# Interference: Calculating the direction of the resultant wave

1. Jan 18, 2012

### franco1991

Two coherent waveforms (could be pulses or wavetrains), that intersect at an angle, as in the picture below.

Assume that we are able to make the waveforms in phase and superposed at the point of intersection, such that they constructively interfere.

In what direction does the resultant wave propagate? Both waves, though superposed, are traveling in different directions. Does the resultant wave travel in one of the two component (original) waveforms' directions, or does it propagate forward at a 90 degree angle from the point of intersection, such that the resultant wave is traveling in a slightly different direction that either of the original waveforms (forward from the point at which they were superposed)?

2. Jan 18, 2012

### sophiecentaur

Are A and B, slits or just points in space?

3. Jan 18, 2012

### franco1991

Just points in space, not slits.

4. Jan 18, 2012

### sophiecentaur

OK then. There is no 'resultant wave'. There are just the same two waves which add vectorially at every point in space to produce resultant fields. The interference pattern will be a 'waffle iron' shape, observed from side on, with many localised peaks and troughs. If you put the proverbial 'projection screen' in some position, you'll get the well known stripes pattern.

You are getting a combination of a standing wave and the two progressive waves. In the limit, when the two waves are travelling in opposite directions (θ=180°) and with equal amplitude, you get just a standing wave and no net energy flow.

5. Jan 18, 2012

### franco1991

I appreciate your help. I have a questions and points of clarification though.

1.) You say "at all points in space". But they only are superposed at the point of intersection, so they can only sum vectorially at that point of intersection. Say, for example, that they are either coherent laser beams or that they each travel thru waveguides, which intersect at the point shown in the diagram, rather than spreading out thru space in circles (such that they can only superpose at the point of intersection; they don't overlap at any point but the point of intersection).

2.) In the scenario I'm asking about, the waves never travel in opposite directions, θ never equals 180°, so they never form standing waves.
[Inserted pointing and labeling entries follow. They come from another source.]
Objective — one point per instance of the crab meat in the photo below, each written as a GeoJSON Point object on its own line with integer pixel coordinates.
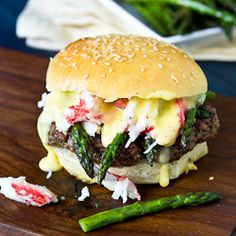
{"type": "Point", "coordinates": [120, 103]}
{"type": "Point", "coordinates": [19, 190]}
{"type": "Point", "coordinates": [121, 187]}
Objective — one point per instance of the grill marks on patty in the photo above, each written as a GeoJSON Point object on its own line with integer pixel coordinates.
{"type": "Point", "coordinates": [203, 129]}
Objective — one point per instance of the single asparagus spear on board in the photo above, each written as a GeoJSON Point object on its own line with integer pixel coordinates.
{"type": "Point", "coordinates": [142, 208]}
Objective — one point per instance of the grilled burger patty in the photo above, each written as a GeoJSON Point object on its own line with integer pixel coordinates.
{"type": "Point", "coordinates": [203, 129]}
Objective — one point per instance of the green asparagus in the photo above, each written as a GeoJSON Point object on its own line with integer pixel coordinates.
{"type": "Point", "coordinates": [210, 95]}
{"type": "Point", "coordinates": [188, 125]}
{"type": "Point", "coordinates": [109, 155]}
{"type": "Point", "coordinates": [185, 16]}
{"type": "Point", "coordinates": [142, 208]}
{"type": "Point", "coordinates": [151, 155]}
{"type": "Point", "coordinates": [82, 149]}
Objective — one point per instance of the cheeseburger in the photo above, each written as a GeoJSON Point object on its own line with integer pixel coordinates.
{"type": "Point", "coordinates": [129, 106]}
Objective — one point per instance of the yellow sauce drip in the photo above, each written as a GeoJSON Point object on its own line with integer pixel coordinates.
{"type": "Point", "coordinates": [164, 176]}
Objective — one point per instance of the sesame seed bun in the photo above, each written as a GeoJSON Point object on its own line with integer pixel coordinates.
{"type": "Point", "coordinates": [141, 173]}
{"type": "Point", "coordinates": [118, 66]}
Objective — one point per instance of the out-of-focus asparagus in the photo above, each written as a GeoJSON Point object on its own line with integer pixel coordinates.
{"type": "Point", "coordinates": [171, 17]}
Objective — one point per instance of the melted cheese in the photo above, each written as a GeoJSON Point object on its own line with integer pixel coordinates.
{"type": "Point", "coordinates": [161, 117]}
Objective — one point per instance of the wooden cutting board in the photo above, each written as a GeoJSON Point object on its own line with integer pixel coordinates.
{"type": "Point", "coordinates": [22, 81]}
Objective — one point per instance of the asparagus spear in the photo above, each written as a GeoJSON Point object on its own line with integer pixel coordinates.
{"type": "Point", "coordinates": [82, 149]}
{"type": "Point", "coordinates": [188, 125]}
{"type": "Point", "coordinates": [151, 155]}
{"type": "Point", "coordinates": [212, 13]}
{"type": "Point", "coordinates": [142, 208]}
{"type": "Point", "coordinates": [109, 155]}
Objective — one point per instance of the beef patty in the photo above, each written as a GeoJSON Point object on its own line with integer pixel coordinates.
{"type": "Point", "coordinates": [203, 129]}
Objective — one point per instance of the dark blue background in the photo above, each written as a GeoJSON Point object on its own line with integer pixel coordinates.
{"type": "Point", "coordinates": [221, 75]}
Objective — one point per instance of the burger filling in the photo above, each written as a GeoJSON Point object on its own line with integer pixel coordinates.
{"type": "Point", "coordinates": [124, 132]}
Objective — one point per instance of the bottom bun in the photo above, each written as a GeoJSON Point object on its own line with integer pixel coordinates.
{"type": "Point", "coordinates": [141, 173]}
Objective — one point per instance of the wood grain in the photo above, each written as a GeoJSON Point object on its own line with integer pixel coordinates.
{"type": "Point", "coordinates": [21, 84]}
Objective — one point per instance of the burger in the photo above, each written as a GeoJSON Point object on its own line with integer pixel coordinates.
{"type": "Point", "coordinates": [128, 106]}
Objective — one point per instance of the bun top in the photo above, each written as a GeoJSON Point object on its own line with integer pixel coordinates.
{"type": "Point", "coordinates": [119, 66]}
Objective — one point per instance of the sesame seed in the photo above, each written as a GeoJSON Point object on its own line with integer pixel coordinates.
{"type": "Point", "coordinates": [211, 178]}
{"type": "Point", "coordinates": [173, 77]}
{"type": "Point", "coordinates": [74, 64]}
{"type": "Point", "coordinates": [142, 69]}
{"type": "Point", "coordinates": [103, 75]}
{"type": "Point", "coordinates": [85, 76]}
{"type": "Point", "coordinates": [107, 63]}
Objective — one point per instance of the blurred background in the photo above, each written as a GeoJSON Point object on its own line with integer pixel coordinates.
{"type": "Point", "coordinates": [203, 28]}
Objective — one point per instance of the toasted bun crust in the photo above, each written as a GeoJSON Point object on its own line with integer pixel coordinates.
{"type": "Point", "coordinates": [116, 66]}
{"type": "Point", "coordinates": [142, 173]}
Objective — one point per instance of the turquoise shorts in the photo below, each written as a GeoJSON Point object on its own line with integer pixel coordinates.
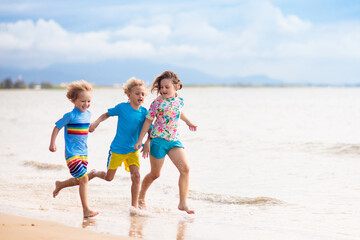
{"type": "Point", "coordinates": [159, 147]}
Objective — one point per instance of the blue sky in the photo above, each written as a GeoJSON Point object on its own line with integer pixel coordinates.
{"type": "Point", "coordinates": [293, 41]}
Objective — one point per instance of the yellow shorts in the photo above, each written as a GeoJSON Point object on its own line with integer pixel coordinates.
{"type": "Point", "coordinates": [115, 160]}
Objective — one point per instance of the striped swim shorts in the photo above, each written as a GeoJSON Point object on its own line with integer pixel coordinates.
{"type": "Point", "coordinates": [77, 166]}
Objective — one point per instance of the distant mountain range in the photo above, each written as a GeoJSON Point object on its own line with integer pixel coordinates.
{"type": "Point", "coordinates": [109, 73]}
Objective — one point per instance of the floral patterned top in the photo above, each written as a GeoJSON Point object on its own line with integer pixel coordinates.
{"type": "Point", "coordinates": [167, 113]}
They are each propagating towards the point of intersection (thus in the same general direction), just at different angles.

3.) By resultant fields, you mean that there are multiple resultant waves in diff. points of space, not just one?
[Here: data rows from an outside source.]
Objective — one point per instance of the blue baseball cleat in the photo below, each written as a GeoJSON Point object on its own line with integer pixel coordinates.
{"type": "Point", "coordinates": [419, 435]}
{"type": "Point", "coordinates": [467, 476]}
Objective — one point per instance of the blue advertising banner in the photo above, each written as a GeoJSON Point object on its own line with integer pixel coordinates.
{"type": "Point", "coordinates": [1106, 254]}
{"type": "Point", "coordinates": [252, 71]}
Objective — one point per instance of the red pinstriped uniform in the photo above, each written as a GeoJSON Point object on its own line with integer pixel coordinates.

So, at the point of intersection, are the waves summing their respective amplitudes? If they aren't, why, since they are satisfying the conditions of interference (in phase and superposed)? And if they DO, then what direction does the new wave travel (the original question)?

6. Jan 18, 2012

### sophiecentaur

What "new wave"? Neither of the incident waves can affect the other. Don't confuse fields adding up with a new progressive wave. Where could it come from?
If you have two narrow beams, the resulting power distribution will not lie outside the two. The pattern is multiplicative - beam pattern times fringe pattern.
Your diagram implied infinite extent for the waves which is why I used the phrase "over all space". But the pattern would be limited to within the beams.
What I wrote applies to all values of angle. 180 is just the extreme case.

7. Jan 18, 2012

### franco1991

I meant resultant wave rather than new wave - a single wave that is the sum of each incident wave's amplitude, rather than a new wave created out of nothing (thus violating energy conservation laws).
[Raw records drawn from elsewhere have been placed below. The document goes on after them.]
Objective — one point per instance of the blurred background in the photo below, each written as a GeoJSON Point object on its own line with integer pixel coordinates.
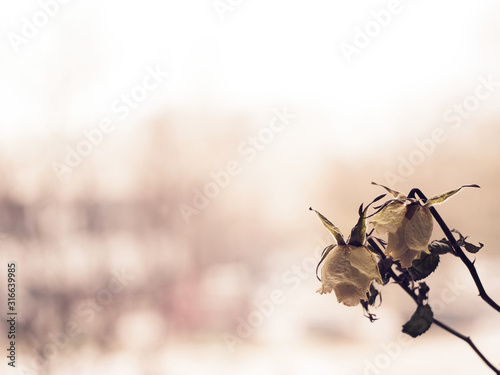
{"type": "Point", "coordinates": [158, 160]}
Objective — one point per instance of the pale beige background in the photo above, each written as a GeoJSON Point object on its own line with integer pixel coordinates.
{"type": "Point", "coordinates": [193, 281]}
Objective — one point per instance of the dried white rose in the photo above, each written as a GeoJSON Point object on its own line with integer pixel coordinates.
{"type": "Point", "coordinates": [348, 271]}
{"type": "Point", "coordinates": [408, 223]}
{"type": "Point", "coordinates": [409, 228]}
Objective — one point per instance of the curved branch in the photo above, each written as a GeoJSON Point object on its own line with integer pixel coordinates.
{"type": "Point", "coordinates": [470, 266]}
{"type": "Point", "coordinates": [412, 294]}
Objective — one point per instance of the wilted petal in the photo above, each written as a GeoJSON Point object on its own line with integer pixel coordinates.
{"type": "Point", "coordinates": [348, 294]}
{"type": "Point", "coordinates": [349, 271]}
{"type": "Point", "coordinates": [396, 245]}
{"type": "Point", "coordinates": [418, 229]}
{"type": "Point", "coordinates": [362, 259]}
{"type": "Point", "coordinates": [331, 227]}
{"type": "Point", "coordinates": [389, 219]}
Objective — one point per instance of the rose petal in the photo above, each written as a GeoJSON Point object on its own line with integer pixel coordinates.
{"type": "Point", "coordinates": [418, 230]}
{"type": "Point", "coordinates": [389, 219]}
{"type": "Point", "coordinates": [362, 259]}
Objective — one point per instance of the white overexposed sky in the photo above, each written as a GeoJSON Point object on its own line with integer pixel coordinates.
{"type": "Point", "coordinates": [260, 54]}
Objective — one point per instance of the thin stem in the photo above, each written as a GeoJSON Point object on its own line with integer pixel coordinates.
{"type": "Point", "coordinates": [470, 265]}
{"type": "Point", "coordinates": [468, 341]}
{"type": "Point", "coordinates": [412, 294]}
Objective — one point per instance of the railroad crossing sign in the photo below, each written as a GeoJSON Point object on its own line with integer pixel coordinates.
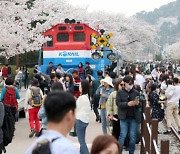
{"type": "Point", "coordinates": [102, 41]}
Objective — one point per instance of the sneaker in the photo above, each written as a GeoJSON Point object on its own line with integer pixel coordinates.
{"type": "Point", "coordinates": [32, 133]}
{"type": "Point", "coordinates": [97, 118]}
{"type": "Point", "coordinates": [167, 132]}
{"type": "Point", "coordinates": [37, 134]}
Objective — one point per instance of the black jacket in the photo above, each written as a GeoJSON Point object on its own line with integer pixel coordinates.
{"type": "Point", "coordinates": [122, 99]}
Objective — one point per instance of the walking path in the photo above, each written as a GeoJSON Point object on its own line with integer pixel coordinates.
{"type": "Point", "coordinates": [21, 140]}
Say that rather than wavetrains they are pulses. Would the two pulses sum their amplitudes at the point of intersection, but then continue on in their original directions (with their original amplitudes) after they've intersected, such that there is no "permanent" resultant field with an amplitude that is the sum of the incident waves' amplitudes? (permanent in that it continues to propagate away from the point of intersection with the summed amplitude).

I find it difficult to understand how the resultant fields (the parts of the wave that have summed each incident wave's respective amplitude) are limited to just the point of intersection, because parts of the beam do constructively interfere and sum the amplitudes of the original waves, the summed fields have to propagate forward, and if they do propagate forward they need a determinate direction, don't they?
A wave (according to my understanding) with a summed amplitude must propagate forward, it can't revert to one of the original wave's original amplitudes without interfering destructively with another wave, and it has to propagate in some direction, so it must be in the direction of one of the original waves, or a new direction. So I think I'm confused by your saying that the resultant field (interference) is limited to within the beams. I can see that it's creation is limited to within the beams, but doesn't it propagate forward in some direction with a summed amplitude?

I suppose I'm confused because I'm picturing it (your explanation) as the pulses (or beams) interfering (creating a resultant field of "pulse"), but then having that resultant field "split apart" again into the original two waves.

Is it that waves have to be perfectly parallel to actually produce a resultant wave that is the sum of their respective amplitudes? That a wave or field cannot intersect another at an angle and produce a single resultant wave that has a summed amplitude?